Quiso quedarse para ver los patéticos pasos erráticos de Perseo buscando su miembro deshecho y su móvil, con las manos aún llenas de sangre, y su increíble descripción de la situación a Emergencias. Pero hacía tiempo que Medusa se había aburrido de aquellas escenas. Muchos años después de la primera vez, ya le resultaban repetitivas. Se puso su vestido y se marchó sin ser vista.

Tal y como intuyó, su web recibió cientos de miles de visitas. Pero, como también supo desde el principio, ni Perseo ni sus cómplices tuvieron una condena que se pudiera considerar justa para las víctimas, aunque quedaron expuestos ante el mundo. Hace tiempo que no deja que la injusticia la desanime, sino que la pone en acción.

El auténtico peaje que Medusa paga por destapar los abusos y ayudar a las víctimas es revivir de cuando en cuando aquello que la marcó y la convirtió en lo que es hoy.

—Ven, anda, vamos a pasar un buen rato.

—¡No, no! Déjame salir ahora mismo.

—Sí, saldrás enseguida. Pero quédate conmigo un poco más, mujer, que me siento muy solo en este despacho tan grande.

Todavía, al cerrar los ojos, Medusa recrea en su mente cada palabra, cada gesto y cada imagen de aquella tarde. A Poseidón, el director del diario Pacífico, no le hizo falta quitarle una sola prenda para desposearla de todo. Doblegó su voluntad y, al hacerlo, quebró su espíritu. ¿Cómo vives en tu propio cuerpo después de que haya sido profanado? ¿Cómo vuelves a un templo arrasado por las llamas?

Medusa comprobó pronto que las palabras aún pueden ser mucho peores que los hechos. Necesitó tres días de colapso para intentar iniciar su reinvención y asumir el difícil papel de la víctima. Denunció a su jefe y se incorporó a su puesto de redactora en Pacífico, el que tanto esfuerzo le había costado conseguir. Sabía que se exponía a escrutinio continuo, y casi lo prefería por encima de la condescendencia.

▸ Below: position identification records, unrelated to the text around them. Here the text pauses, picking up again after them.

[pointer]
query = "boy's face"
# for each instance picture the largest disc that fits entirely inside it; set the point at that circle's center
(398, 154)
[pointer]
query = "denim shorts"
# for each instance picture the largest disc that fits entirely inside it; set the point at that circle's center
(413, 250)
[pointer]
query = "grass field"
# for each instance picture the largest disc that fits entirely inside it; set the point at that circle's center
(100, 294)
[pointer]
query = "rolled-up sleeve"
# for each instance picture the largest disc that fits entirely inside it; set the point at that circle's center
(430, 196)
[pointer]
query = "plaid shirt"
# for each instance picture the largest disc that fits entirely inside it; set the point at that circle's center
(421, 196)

Pero nunca hubiera aventurado lo que ocurrió.

Atenea, otrora subdirectora y ahora flamante nueva directora de Pacífico, la llamó a su despacho.

—¿Qué pasó, Medusa?

Ella no quería contestar, pero reunió todo su valor y dignidad desde lo más hondo y lo hizo. Porque sabía que era la única manera de recuperar su vida. Poseidón la desposeyó de muchas cosas, pero no de la verdad, que era suya. Jamás hubiera anticipado que su versión se convertiría en su sentencia de muerte civil.

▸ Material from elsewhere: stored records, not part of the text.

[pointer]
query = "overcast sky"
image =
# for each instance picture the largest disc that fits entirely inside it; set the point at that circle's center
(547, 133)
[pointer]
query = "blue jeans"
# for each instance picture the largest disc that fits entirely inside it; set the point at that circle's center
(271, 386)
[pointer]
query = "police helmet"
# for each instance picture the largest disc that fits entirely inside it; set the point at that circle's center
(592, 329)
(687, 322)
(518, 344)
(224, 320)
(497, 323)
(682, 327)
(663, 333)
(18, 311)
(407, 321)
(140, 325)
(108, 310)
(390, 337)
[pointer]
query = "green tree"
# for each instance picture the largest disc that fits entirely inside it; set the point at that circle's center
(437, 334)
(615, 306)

—Mira, Medusa, creo que es mejor que te tomes un descanso. Que conste que lo hago por ti. Este sitio te debe de traer muy malos recuerdos. Todo el mundo va a estar muy pendiente de lo que haces y dices, y yo no quiero que esto afecte a la credibilidad y el prestigio del periódico.

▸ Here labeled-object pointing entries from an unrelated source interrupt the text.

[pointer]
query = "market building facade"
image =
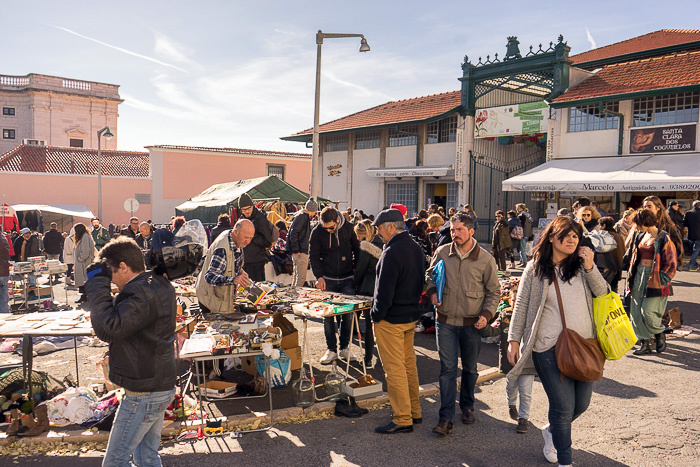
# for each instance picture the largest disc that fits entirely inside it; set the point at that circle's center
(53, 111)
(628, 130)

Ni siquiera una sentencia a su favor, tras revivir el episodio docenas de veces ante jueces y abogados, cambió el curso de la historia. Atenea conservó su puesto al frente del periódico, y Poseidón, que no tuvo que pisar la cárcel, fundó un medio digital expandebulos con el que dicen que se está forrando. Una simple mortal no puede competir contra los dioses.

Fue una de aquellas noches cuando, al palparse la abertura de la vagina para saber qué le estaba causando malestar, descubrió unos dientes afilados cerrarse en torno a sus dedos. Daban a su vulva el aspecto de una boca extraña y grotesca, ante la que lloró y gritó desesperada. Sintió que la vida la estaba castigando tanto que pensó en quitársela, pero pronto fue consciente de su poder. Ella no era el monstruo, sino la cazadora. Aquellos que la profanaron, representados en Poseidón pero vivos en cada abusador y violador del mundo, consiguieron romper a Medusa, pero temblarían ante Medusa X.